July 3rd, 2014 | Sterling
Instant Checks Could Equal Instant Trouble
As background checks have gained popularity and exposure, it’s no real surprise that their low-rent cousin, the “instant background check”, has popped up all over the internet. These types of companies promise valuable information about neighbors, friends, colleagues, dates or anyone else that you want to learn more about. The information contained in the reports can range from address history, criminal records, sex offender registries, marriage and divorce records, and other personal information. Although consumers may find this information useful for personal purposes, employers should steer well clear of any instant background checks when screening their employees.
A popular instant background checking company, Instant Checkmate has been criticized for allegedly providing inaccurate reports containing false or missing information. According to a recent story, consumer Chris Gardner revealed that the majority of the background reports he received from the company were not accurate. His own report claimed that he had a pilot license from 1969 when he was an infant and that he had a traffic violation when he was five. When he requested a refund for the $60 he paid, the company refused.
The media investigators reporting Gardner’s story looked into the matter further by running a search on Oregon governor, John Kitzhaber. The results yielded warnings of graphic content, which Instant Checkmate claimed simply meant that the report was detailed. The company also noted that they rely on public records and therefore, the information may not be 100% accurate.
Instant Checkmate was charged by the Federal Trade Commission (FTC) in March 2013 for offering background checks for job applicants and renters without taking measures to ensure the accuracy of information reported through the website. The company was fined $525,000 and was required to make changes in order to follow the law.
Since the story broke and the FTC imposed its financial penalty, Instant Checkmate has added warnings to its website that the information is not to be used for employment purposes and that it is not considered a consumer reporting agency under the FCRA.
For employers who may be tempted by the promise of the instant or inexpensive checks produced by a public record database, they should reconsider their options as this choice could result in inaccurate information and possible legal action. Since public record databases work by matching personal information, the results often report information on individuals with a similar name or date of birth. Instant background checks can also lead to a false sense of security for employers as the results are not comprehensive and may not include felonies, misdemeanors or other reportable information that would reasonably result in an adverse hiring decision.
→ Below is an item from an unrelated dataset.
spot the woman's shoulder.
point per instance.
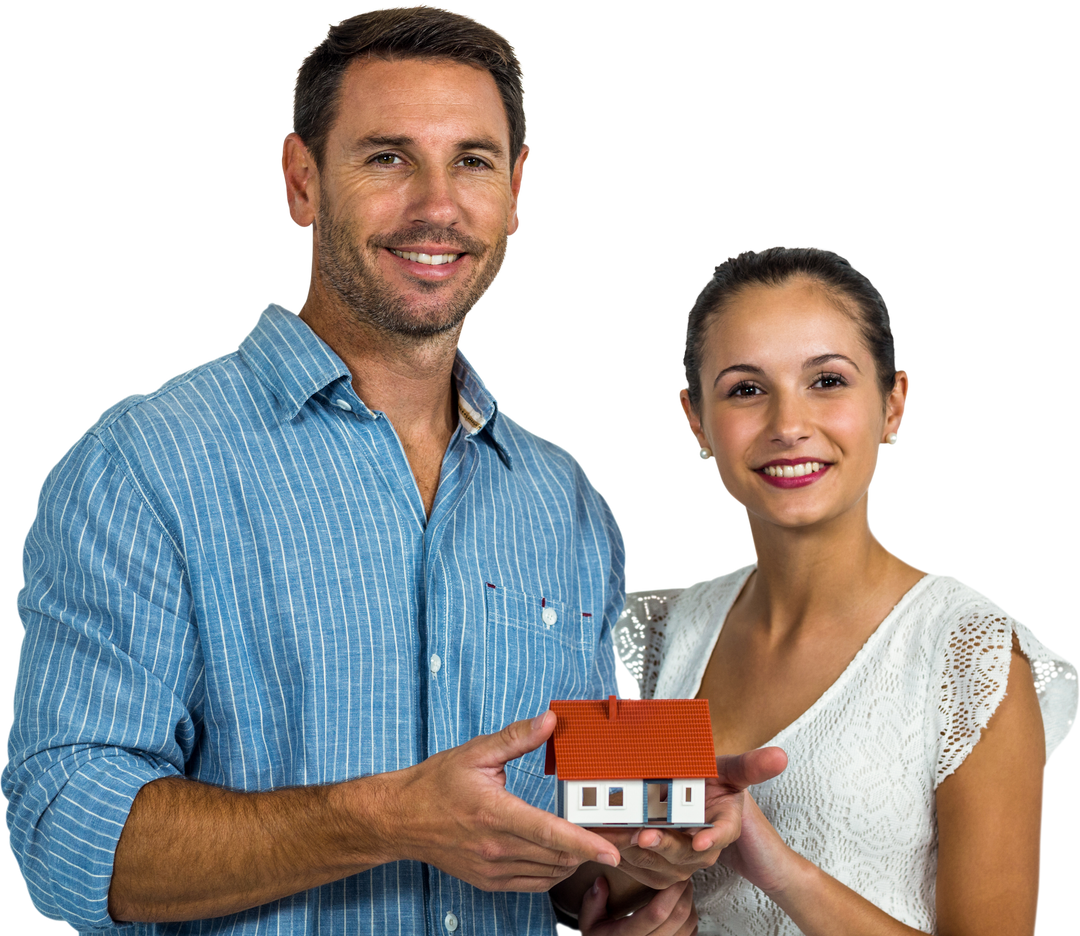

The fact of the matter is that offering instant public records searches for employment purposes is generally not compliant with the FCRA. Though public record searches can be a useful addition to a background screening program, they must be used in a compliant manner, which requires using reasonable procedures to ensure maximum possible accuracy. Ultimately, the best way for employers to satisfy their obligations is by contracting a reputable and NAPBS Accredited background screening provider.